Showing posts with label Wine. Show all posts
Showing posts with label Wine. Show all posts

Saturday, October 24, 2009

Wine Sodden Gauls - Who's To Blame?

As a bit of a follow up to my previous post on Roman wine, I read today in the Telegraph that Professor Paul Cartledge at Cambridge has posited the theory that the Ancient Greeks actually introduced wine to Gaul and it wasn't the Romans as is commonly believed (although, I'm sure Cartledge is not the only scholar aware of the Greek influence here, despite the news reports). (The news piece from Cambridge is here).

His study claims that Massalia (Marseilles), founded unambiguously by Greeks (and which prior to the Romans was a bustling trading centre owing to it's location on the coast, and the rivers allowing goods to be transported inland), became a centre for the spread of viticulture among the tribes of Gaul.

He rests the theory on the notion that (i) Massalia survived because Greeks arrived and integrated themselves into the area (thereby introducing Greek ideas and tastes) and (ii) that evidence of amphorae found in Celtic sites indicate that there was a wine trade quite some time prior Roman domination of Gaul.
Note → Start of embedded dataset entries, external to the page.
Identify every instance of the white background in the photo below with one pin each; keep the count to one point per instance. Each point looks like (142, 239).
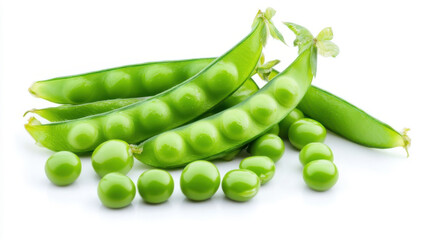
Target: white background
(382, 68)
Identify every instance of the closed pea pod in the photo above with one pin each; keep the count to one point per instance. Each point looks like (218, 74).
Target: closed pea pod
(157, 114)
(351, 122)
(238, 125)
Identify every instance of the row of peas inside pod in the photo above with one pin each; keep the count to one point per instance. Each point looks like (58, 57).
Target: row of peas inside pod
(183, 113)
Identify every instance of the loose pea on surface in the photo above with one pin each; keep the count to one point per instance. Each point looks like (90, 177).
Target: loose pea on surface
(200, 180)
(315, 151)
(63, 168)
(261, 165)
(320, 175)
(305, 131)
(240, 185)
(116, 190)
(269, 145)
(155, 186)
(112, 156)
(284, 124)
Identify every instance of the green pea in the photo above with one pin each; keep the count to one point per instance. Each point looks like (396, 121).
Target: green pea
(240, 185)
(78, 90)
(269, 145)
(155, 186)
(320, 175)
(200, 180)
(285, 124)
(115, 190)
(119, 126)
(305, 131)
(315, 151)
(262, 166)
(112, 156)
(275, 129)
(63, 168)
(82, 136)
(169, 147)
(118, 84)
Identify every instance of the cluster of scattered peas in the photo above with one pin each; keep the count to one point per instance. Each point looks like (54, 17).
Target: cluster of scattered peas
(200, 180)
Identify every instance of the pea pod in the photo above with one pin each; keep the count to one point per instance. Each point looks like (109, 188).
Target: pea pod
(70, 111)
(167, 110)
(351, 122)
(217, 135)
(130, 81)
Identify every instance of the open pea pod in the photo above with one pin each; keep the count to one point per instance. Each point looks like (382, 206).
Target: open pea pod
(169, 109)
(215, 136)
(131, 81)
(72, 111)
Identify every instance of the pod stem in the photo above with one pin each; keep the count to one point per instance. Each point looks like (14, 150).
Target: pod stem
(406, 139)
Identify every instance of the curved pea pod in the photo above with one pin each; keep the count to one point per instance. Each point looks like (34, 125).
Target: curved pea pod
(349, 121)
(167, 110)
(130, 81)
(217, 135)
(70, 111)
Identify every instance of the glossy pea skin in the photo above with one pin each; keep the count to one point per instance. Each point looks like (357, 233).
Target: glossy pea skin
(315, 151)
(240, 185)
(199, 180)
(285, 124)
(155, 186)
(235, 127)
(112, 156)
(63, 168)
(269, 145)
(167, 110)
(116, 190)
(320, 175)
(305, 131)
(262, 166)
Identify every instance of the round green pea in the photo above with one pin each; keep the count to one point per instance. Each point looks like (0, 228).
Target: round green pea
(315, 151)
(63, 168)
(274, 130)
(155, 186)
(200, 180)
(284, 124)
(269, 145)
(320, 175)
(115, 190)
(261, 165)
(240, 185)
(305, 131)
(112, 156)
Seems all quite plausible to me that it was the Greeks what did it because the foundation of Massalia certainly pre-dates Roman expansion into Gaul and provides more evidence than the notion that the Etruscans introduced wine to the area.
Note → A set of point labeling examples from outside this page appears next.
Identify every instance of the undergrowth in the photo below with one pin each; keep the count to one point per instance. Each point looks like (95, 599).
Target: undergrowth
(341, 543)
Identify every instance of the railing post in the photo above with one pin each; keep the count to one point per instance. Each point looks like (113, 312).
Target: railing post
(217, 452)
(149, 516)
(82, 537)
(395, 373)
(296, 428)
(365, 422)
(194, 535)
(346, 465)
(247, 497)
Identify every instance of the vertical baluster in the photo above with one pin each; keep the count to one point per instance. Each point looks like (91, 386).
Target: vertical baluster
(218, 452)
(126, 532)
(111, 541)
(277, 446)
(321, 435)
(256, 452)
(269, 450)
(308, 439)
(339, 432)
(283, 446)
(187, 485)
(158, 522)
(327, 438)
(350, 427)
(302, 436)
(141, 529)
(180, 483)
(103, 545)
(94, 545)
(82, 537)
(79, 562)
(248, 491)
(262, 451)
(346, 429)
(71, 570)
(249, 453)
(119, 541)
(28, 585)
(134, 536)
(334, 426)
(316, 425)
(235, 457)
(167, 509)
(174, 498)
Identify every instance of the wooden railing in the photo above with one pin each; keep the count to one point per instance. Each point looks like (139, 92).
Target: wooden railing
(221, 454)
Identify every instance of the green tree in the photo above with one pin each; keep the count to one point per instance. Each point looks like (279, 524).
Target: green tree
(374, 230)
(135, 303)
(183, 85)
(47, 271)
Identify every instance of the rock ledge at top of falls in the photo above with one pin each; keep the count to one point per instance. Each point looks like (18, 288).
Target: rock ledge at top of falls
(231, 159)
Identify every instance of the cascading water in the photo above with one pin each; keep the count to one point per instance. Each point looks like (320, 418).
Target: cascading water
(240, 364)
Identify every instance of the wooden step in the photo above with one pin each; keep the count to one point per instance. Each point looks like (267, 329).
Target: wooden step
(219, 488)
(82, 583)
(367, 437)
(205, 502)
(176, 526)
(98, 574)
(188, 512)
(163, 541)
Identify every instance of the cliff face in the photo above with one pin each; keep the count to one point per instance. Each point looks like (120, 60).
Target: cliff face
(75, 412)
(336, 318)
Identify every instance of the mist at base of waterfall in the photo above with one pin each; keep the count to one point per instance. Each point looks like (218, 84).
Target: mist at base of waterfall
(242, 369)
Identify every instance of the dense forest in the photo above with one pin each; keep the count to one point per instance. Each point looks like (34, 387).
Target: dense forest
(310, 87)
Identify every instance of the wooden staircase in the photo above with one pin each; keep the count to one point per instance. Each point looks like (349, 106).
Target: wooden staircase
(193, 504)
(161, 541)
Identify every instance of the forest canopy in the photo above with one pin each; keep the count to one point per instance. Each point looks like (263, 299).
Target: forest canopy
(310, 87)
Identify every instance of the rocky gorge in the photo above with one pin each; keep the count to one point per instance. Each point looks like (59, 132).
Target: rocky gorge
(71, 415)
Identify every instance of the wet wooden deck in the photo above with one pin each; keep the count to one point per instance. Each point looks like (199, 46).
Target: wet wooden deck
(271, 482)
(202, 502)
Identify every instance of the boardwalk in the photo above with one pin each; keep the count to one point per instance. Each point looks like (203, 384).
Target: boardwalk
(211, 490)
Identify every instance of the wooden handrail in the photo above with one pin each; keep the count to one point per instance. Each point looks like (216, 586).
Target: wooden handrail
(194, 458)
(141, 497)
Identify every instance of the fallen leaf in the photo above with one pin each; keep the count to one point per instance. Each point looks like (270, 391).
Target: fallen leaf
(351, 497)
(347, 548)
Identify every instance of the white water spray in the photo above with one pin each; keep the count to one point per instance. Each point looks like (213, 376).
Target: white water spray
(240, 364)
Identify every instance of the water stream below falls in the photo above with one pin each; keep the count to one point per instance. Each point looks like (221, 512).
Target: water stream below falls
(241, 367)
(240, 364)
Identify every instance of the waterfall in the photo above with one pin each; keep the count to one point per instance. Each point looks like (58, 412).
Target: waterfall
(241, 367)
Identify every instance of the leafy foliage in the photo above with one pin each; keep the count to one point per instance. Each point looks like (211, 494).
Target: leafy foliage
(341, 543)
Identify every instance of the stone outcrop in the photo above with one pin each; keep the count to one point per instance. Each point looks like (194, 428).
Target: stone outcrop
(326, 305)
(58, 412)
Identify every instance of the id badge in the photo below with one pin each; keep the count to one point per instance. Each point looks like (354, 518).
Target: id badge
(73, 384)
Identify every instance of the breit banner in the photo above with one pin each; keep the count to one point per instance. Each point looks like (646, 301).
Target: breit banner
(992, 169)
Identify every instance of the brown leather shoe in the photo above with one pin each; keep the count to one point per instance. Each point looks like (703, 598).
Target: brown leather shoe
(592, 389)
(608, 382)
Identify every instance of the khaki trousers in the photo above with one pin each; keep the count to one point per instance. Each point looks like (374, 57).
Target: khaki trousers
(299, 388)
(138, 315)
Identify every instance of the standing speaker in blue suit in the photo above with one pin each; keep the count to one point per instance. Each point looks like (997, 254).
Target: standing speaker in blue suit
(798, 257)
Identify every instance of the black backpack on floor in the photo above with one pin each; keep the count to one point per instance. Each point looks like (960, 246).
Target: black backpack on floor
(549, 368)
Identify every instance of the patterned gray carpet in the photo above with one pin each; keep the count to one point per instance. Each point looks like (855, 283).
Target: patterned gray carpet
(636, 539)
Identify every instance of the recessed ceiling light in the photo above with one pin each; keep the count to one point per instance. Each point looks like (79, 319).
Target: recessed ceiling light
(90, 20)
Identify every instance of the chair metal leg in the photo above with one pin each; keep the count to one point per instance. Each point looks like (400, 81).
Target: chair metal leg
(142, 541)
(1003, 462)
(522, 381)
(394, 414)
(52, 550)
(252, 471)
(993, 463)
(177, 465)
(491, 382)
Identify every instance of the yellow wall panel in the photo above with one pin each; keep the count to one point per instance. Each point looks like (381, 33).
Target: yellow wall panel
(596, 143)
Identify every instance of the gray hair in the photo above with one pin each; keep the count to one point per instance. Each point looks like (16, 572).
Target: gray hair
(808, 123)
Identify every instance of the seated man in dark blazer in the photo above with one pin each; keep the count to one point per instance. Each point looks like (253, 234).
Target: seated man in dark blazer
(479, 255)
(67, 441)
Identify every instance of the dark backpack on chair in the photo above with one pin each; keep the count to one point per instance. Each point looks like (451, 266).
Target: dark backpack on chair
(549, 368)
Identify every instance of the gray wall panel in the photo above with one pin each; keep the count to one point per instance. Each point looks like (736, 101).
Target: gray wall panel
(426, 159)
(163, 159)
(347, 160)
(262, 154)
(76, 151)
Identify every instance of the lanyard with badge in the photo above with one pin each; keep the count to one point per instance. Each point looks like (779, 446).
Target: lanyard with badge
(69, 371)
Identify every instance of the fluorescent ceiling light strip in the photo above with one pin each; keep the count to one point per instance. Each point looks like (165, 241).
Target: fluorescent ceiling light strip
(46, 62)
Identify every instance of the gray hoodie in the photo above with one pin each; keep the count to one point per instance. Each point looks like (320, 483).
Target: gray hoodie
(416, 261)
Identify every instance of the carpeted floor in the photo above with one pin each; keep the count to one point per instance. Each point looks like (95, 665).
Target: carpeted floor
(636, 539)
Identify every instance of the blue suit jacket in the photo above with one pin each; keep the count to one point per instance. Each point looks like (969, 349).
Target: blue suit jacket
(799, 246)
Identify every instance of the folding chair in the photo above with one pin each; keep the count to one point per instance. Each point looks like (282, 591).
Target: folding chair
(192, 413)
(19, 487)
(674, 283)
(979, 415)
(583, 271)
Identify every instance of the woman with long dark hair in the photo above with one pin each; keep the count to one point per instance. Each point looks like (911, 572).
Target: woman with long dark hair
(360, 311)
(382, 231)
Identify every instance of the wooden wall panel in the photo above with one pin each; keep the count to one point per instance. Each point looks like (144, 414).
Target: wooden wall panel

The Telegraph article also mentions that Cartledge is currently involved in a revision of what constituted "Ancient Greece", with the belief that it covered a huge geographical area, from Spain to Georgia, which is much greater than how it is usually considered as covering roughly the same area as Modern Greece. Establishing the Greeks as a major influence in bringing wine to the Gauls seems to be a facet of this. This partly explains why this is all being treated as entirely new - Cartledge has a new book! (although I doubt it's his fault).
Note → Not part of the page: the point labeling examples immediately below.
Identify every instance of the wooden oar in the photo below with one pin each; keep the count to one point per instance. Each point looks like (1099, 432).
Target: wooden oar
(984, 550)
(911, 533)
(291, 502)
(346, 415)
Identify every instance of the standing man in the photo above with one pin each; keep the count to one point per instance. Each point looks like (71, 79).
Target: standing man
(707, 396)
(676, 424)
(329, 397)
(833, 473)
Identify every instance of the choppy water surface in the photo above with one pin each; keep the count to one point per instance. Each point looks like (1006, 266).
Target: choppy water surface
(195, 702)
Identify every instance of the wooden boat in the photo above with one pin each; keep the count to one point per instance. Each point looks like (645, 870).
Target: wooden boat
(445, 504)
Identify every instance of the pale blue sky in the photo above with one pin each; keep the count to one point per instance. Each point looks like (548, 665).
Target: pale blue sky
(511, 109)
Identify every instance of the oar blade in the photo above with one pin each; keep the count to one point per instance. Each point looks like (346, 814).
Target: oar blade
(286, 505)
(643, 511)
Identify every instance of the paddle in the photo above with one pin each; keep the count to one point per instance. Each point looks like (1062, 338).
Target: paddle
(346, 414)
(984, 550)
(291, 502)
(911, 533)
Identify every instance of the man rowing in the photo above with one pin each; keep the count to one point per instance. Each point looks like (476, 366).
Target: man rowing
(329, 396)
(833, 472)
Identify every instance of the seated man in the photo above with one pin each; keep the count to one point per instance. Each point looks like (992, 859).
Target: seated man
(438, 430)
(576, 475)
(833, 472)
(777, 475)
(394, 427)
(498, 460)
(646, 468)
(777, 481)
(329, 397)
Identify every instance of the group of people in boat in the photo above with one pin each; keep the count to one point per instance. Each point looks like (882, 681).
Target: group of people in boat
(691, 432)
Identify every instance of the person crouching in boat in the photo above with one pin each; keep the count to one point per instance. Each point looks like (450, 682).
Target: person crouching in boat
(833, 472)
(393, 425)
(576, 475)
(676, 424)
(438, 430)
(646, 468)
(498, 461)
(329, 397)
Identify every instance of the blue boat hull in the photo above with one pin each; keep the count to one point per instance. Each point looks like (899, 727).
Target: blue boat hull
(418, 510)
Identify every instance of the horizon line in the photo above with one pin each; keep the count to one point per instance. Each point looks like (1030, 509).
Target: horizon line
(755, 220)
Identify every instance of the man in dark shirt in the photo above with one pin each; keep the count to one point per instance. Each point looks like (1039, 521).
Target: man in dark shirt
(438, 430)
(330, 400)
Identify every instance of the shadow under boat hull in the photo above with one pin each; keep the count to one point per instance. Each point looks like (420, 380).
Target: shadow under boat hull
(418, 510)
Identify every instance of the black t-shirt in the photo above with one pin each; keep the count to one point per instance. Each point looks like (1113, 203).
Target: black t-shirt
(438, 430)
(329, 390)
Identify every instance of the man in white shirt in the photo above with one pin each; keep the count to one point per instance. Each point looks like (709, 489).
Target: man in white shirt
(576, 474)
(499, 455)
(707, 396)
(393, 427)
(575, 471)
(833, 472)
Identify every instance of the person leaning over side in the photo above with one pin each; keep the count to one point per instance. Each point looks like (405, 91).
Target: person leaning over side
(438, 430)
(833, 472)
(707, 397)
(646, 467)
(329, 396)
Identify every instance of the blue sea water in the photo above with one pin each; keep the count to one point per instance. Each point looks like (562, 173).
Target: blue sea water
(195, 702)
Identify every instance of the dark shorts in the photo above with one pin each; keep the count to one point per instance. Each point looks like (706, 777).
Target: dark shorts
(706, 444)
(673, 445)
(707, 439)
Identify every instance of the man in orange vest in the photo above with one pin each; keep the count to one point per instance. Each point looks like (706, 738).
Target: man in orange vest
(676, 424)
There is no doubt that Roman expansion certainly increased the spread of viticulture (and the availability of wine) in Gaul, but it's rather fascinating to think that initially it game from Greece through Massalia, although it certainly makes sense considering the period in which Massalia was founded (around 600 B.C.E - well before Roman expansion into the area), and that Greeks, who drunk wine, were the ones that settled there.

If the Greeks did bring wine to Gaul, then I suppose they should receive the blame for all the drunken Gauls marauding around the country drinking undiluted wine and selling people into slavery for a single amphora. The Cambridge news story adds the funny titbit that:

"Travelling up the river might even have constituted the original booze cruise"

which suggests the pretty funny image of a load of smelly barbarian Gauls shouting at nearby women as their wine laden boats floated along the river.

The idea that Greece covered a much larger area than people assume, also seems to me a pretty sound one. "Greece" was not a nation as we conceive it, but rather a people linked by language. Greece was a "nation" of individual city-states, and so the notion of "Greece" as a geographical expression does not really work. The upshot is that essentially this expression "Ancient Greece" to mean some kind of nation, means that any place in which "Greeks" (i.e. Greek speakers) were could be considered "Greece".

So then, we can blame the Greeks for wine sodden Gauls, but also thank them for wonderful modern French wine. Balances out, I think.

Friday, October 9, 2009

In Vino Veritas.

Was it that unusual for a Roman transport ship, in the 1st or 2nd century A.D, to be carrying French wine? I think probably not.

Despite that, there has been a fair bit of news coverage recently regarding the fact that a Roman shipwreck found off the Cypriot coast was carrying some wine amphorae from the South of France.

Many of the news stories (samples here and here) have "French Wine Found in Roman Shipwreck" blazoned across their tops, but then there is very little comment on the wine at all after that. It seems a bit curious to me. My immediate thoughts are that it sounds a bit newsworthy, as in: "Romans drinking FRENCH wine!?!? are you kiddin'!?", while in actual fact it is not especially extraordinary at all.

Following the explosion of Roman viticulture after her pacification of the Italian peninsula, wine was widely available in Rome, and following the establishment of trade routes through Gaul it became one of the hottest exports (Diodorus has the story of Gauls selling their own people into slavery in exchange for wine and then drinking it undiluted like true barbarians).

As Roman culture made it's influence known, the provinces started to produce their own wine, and this was often imported to Rome (economics made it cheaper to export desirable Roman wine and demand ensured that French or Spanish vintages would be imported - especially following Domitian's edict of 92 C.E which curbed the planting of new vineyards in Italy). The upshot of this is that by the 1st and 2nd centuries A.D, it would not be all that unusual for Roman trade vessels to be transporting French wine.

Why these news reports are treating Roman importation of French wine as a new discovery is confusing, although one suspects it's because it'll make a newsworthy article for many freelance writers in need of a submission (maybe I'm being cynical).

There is maybe an element of wishful thinking that French (or Gaulish) culture had conquered Rome (echoing Horace's famous line about Captive Greece taking her rude captor captive), but that's not especially true and quite misleading.